A longtime champion and supporter of early education and childcare, Senator Sal DiDomenico has recently continued to prioritize addressing the challenges this industry is facing during the COVID emergency. He and his staff have recently attended and participated in several childcare meetings and briefings, learning about the specific hardships that providers and parents are facing. “Like many industries, the early childhood education and care industry is in a crisis right now that can’t be ignored,” explained Senator DiDomenico. “Many families, especially those with vulnerable essential workers in them, need this critical care more than ever right now but the resources are just not there.”
Among the briefings attended by the senator was the Boston Child Care Legislative Briefing on October 14th, in which staff from several childcare organizations, including Nurtury Early Education, spoke to legislators about the many challenges they are facing and their current needs.
Senator DiDomenico was also a guest speaker at the regional Massachusetts Association of Early Education & Care (MADCA) meeting on Friday, October 16th. There, he spoke of how he’s been hearing from many providers that are currently struggling, with some even operating at as low as 51% capacity. Among the challenges being seen are increased staffing shortages and retention issues. New COVID regulations have forced providers to hire more staff in response to child-to-staff ratio changes, while some current staff members are not able to come into work because they have their own children who are required to be at home.
“In a workforce where one-third of individuals rely on childcare to successfully work, it is crucial that we invest in our early education and childcare facilities to help keep our economy running,” said DiDomenico. “It would be helpful for employers to get more involved in the field either through investment in support for their workforce, or partnerships with philanthropy and public entities to advocate for systemic change. As legislators, we have provided much needed funding through various bills and budgets to help support early education providers through the COVID emergency, and we also must continue to do our part and provide funding and resources to these organizations who are providing this essential service.”

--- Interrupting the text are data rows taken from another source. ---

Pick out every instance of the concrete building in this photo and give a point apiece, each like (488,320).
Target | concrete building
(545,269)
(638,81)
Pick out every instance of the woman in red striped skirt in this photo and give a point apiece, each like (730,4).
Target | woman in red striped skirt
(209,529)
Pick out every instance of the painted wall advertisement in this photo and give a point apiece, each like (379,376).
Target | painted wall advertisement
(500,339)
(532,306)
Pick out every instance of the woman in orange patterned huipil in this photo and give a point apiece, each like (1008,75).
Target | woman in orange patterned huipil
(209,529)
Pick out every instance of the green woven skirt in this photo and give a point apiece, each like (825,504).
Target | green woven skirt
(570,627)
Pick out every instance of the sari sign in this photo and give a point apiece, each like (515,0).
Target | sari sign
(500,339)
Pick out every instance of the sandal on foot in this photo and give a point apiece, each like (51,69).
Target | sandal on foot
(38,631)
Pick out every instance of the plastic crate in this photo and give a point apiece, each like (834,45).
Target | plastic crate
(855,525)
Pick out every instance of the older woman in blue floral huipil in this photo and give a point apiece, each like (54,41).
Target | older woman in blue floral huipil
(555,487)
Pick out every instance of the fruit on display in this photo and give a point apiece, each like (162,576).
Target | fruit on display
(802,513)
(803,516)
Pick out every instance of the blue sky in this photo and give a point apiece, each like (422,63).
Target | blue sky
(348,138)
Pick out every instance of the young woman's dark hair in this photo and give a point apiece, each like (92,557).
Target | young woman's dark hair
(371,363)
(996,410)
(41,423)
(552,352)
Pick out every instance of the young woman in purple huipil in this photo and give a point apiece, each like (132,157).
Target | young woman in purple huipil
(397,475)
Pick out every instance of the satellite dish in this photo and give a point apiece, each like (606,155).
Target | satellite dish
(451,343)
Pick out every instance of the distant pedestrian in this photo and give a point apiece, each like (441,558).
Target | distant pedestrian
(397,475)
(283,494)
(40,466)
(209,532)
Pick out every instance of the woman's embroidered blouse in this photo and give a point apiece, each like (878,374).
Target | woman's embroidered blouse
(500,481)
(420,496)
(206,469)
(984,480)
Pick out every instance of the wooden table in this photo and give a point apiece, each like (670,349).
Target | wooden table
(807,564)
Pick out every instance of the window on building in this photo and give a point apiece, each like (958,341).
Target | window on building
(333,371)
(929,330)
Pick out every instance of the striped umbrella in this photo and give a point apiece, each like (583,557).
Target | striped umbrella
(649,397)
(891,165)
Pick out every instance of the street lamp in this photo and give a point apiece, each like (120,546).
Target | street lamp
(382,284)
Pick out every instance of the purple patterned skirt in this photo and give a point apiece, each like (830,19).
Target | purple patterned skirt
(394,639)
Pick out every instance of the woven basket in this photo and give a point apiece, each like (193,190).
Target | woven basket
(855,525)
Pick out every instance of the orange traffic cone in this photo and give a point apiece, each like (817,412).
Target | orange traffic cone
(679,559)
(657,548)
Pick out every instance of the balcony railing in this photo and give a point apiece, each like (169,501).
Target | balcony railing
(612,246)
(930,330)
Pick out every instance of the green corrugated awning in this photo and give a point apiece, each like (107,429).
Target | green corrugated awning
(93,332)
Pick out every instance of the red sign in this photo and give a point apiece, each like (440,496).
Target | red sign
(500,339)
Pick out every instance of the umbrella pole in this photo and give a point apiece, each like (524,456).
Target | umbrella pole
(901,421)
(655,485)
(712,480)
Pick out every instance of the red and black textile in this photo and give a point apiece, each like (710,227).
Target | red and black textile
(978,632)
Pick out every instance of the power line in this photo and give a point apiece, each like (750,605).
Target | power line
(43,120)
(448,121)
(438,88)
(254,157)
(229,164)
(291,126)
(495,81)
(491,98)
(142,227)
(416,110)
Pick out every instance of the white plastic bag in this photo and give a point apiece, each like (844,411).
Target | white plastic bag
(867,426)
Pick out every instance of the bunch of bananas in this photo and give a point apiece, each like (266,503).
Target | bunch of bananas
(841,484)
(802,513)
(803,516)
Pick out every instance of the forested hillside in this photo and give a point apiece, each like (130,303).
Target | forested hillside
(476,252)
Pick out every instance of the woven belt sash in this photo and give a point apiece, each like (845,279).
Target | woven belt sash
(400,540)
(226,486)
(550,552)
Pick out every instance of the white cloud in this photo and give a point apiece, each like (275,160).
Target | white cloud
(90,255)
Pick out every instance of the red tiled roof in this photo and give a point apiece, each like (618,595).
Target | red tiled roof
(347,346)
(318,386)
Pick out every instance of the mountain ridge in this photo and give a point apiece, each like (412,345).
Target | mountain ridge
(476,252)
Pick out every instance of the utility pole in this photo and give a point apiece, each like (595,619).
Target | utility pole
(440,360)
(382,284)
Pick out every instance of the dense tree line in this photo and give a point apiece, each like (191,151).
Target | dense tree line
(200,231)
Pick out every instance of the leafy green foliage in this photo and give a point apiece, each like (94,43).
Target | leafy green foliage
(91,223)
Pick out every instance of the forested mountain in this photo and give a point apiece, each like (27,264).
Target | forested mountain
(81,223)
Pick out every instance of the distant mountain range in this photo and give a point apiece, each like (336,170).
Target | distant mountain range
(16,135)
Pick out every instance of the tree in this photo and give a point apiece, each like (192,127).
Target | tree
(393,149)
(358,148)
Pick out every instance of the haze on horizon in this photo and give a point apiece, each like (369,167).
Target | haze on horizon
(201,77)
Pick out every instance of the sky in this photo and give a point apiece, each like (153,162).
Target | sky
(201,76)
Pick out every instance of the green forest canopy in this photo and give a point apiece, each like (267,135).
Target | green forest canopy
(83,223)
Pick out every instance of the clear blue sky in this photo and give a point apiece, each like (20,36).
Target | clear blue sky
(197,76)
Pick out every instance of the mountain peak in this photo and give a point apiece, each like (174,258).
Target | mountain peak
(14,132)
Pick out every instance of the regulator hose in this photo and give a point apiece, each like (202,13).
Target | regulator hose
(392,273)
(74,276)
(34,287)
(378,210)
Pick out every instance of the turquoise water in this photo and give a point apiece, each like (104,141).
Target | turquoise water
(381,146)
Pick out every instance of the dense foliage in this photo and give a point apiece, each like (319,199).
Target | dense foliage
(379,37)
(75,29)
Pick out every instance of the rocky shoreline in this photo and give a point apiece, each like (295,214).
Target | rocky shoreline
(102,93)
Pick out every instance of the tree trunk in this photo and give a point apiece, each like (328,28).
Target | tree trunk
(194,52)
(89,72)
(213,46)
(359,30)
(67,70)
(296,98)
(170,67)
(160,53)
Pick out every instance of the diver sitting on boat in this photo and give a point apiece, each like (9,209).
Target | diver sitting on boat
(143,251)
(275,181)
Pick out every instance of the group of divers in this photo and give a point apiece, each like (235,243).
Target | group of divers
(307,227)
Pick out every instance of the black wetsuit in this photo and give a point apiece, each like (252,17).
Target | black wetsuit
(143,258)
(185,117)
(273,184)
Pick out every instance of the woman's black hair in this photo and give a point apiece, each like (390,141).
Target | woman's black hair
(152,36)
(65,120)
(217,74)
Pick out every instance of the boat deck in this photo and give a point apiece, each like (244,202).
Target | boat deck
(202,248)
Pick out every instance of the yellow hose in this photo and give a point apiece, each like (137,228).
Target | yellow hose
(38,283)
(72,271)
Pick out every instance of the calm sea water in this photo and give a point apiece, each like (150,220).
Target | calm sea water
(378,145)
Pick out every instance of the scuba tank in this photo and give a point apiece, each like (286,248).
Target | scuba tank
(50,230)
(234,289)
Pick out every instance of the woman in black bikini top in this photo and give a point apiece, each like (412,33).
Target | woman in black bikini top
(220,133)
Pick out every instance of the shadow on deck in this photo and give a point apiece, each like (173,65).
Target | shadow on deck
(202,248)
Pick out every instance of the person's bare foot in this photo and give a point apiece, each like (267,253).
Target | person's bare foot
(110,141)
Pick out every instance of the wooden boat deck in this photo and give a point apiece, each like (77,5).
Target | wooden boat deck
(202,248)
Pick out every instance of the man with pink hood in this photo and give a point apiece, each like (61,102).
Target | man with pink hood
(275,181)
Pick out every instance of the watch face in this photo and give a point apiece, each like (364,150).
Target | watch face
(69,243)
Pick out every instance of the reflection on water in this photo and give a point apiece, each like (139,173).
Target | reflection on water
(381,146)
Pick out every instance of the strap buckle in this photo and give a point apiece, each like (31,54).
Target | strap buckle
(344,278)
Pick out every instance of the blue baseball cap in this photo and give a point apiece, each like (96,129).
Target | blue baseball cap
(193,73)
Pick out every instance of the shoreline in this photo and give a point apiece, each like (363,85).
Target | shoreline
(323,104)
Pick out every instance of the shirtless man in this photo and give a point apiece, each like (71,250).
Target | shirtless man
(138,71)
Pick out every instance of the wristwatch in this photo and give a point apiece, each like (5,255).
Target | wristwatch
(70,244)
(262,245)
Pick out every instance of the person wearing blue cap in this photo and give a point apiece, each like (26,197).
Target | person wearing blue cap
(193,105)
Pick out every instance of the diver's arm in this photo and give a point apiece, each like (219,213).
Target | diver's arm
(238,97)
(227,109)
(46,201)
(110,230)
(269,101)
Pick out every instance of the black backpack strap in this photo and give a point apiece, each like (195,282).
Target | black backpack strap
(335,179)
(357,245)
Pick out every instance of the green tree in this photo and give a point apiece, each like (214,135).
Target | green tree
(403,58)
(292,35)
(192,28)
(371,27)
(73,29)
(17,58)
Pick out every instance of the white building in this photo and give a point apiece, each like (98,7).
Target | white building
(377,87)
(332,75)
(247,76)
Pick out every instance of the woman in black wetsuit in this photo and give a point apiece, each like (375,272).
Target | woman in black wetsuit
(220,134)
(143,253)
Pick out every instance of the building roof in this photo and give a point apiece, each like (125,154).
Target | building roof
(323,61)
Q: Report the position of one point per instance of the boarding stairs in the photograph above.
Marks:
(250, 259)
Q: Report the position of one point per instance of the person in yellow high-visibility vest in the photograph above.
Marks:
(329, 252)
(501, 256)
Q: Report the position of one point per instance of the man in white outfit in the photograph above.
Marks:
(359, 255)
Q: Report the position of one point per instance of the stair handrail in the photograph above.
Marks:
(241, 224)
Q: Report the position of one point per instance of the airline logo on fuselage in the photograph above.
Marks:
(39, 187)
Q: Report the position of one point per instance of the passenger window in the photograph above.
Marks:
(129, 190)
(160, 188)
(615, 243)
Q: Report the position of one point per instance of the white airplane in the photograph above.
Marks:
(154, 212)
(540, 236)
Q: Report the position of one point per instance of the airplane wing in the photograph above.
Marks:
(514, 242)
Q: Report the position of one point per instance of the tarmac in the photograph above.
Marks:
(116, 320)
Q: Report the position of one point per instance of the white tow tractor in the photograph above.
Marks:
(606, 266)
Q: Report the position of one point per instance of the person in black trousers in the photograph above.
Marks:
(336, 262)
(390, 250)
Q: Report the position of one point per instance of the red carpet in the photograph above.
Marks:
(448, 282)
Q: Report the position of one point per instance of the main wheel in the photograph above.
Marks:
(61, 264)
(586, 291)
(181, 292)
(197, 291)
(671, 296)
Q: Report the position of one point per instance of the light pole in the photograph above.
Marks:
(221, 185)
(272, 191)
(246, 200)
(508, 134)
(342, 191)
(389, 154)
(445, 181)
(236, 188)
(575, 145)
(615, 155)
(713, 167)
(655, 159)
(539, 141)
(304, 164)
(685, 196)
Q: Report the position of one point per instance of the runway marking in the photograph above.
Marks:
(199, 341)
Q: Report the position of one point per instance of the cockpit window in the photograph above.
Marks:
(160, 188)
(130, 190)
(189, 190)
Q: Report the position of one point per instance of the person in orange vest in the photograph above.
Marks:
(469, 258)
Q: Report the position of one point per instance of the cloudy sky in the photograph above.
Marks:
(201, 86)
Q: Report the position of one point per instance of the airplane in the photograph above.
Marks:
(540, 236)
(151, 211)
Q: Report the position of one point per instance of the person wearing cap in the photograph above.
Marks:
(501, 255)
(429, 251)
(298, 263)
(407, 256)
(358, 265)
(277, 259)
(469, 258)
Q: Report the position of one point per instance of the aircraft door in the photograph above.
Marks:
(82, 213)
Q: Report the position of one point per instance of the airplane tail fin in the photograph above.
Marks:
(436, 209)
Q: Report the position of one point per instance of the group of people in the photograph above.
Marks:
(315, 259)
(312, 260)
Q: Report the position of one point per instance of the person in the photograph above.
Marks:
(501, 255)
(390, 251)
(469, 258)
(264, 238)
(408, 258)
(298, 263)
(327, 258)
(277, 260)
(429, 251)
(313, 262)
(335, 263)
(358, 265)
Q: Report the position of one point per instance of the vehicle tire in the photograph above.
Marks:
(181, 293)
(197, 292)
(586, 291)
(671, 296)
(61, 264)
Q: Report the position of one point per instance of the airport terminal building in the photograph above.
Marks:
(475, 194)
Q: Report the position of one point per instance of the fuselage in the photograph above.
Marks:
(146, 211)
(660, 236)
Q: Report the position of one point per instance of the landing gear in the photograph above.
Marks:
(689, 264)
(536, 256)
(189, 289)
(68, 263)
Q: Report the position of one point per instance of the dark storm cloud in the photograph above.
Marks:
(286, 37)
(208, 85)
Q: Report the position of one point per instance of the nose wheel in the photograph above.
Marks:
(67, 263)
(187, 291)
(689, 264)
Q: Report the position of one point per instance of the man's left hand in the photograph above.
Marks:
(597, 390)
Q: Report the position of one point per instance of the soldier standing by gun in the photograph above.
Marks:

The Senator has been a longtime champion of early education and care throughout his tenure in the Massachusetts Senate. In 2013, DiDomenico played a key role in the creation of an Early Education and Out of School Time (EEOST) capital fund that provided $45M in loans and grants to early learning centers and out-of-school-time programs serving low-income families. For the first time, this fund affirmed the positive impact that high quality early education makes in children’s lives and in the economic development of the Commonwealth. To date, the fund has assisted more than 20 programs throughout the state, increasing capacity by adding nearly 450 slots to the early education and care system, improving the quality of learning for over 2,000 children, creating full-time educator jobs, leveraging $44 million in additional investments from foundations, banks, and other sources. The Senator continues to champion this fund in the Massachusetts Legislature to this day.
Most recently, Senator Sal DiDomenico successfully secured $10 Million for COVID-19 Preparedness and Stabilization Grants to provide much needed support to Massachusetts afterschool and out-of-school time programs. These grants will provide funding to form community partnerships, workforce training and health and safety expenses necessary to adequately prepare for the 2020-2021 school year amidst COVID-19. As the Legislature begins crafting a state budget for the current fiscal year and considers COVID related legislation, Senator DiDomenico continues to make early education and care one of his top legislative priorities.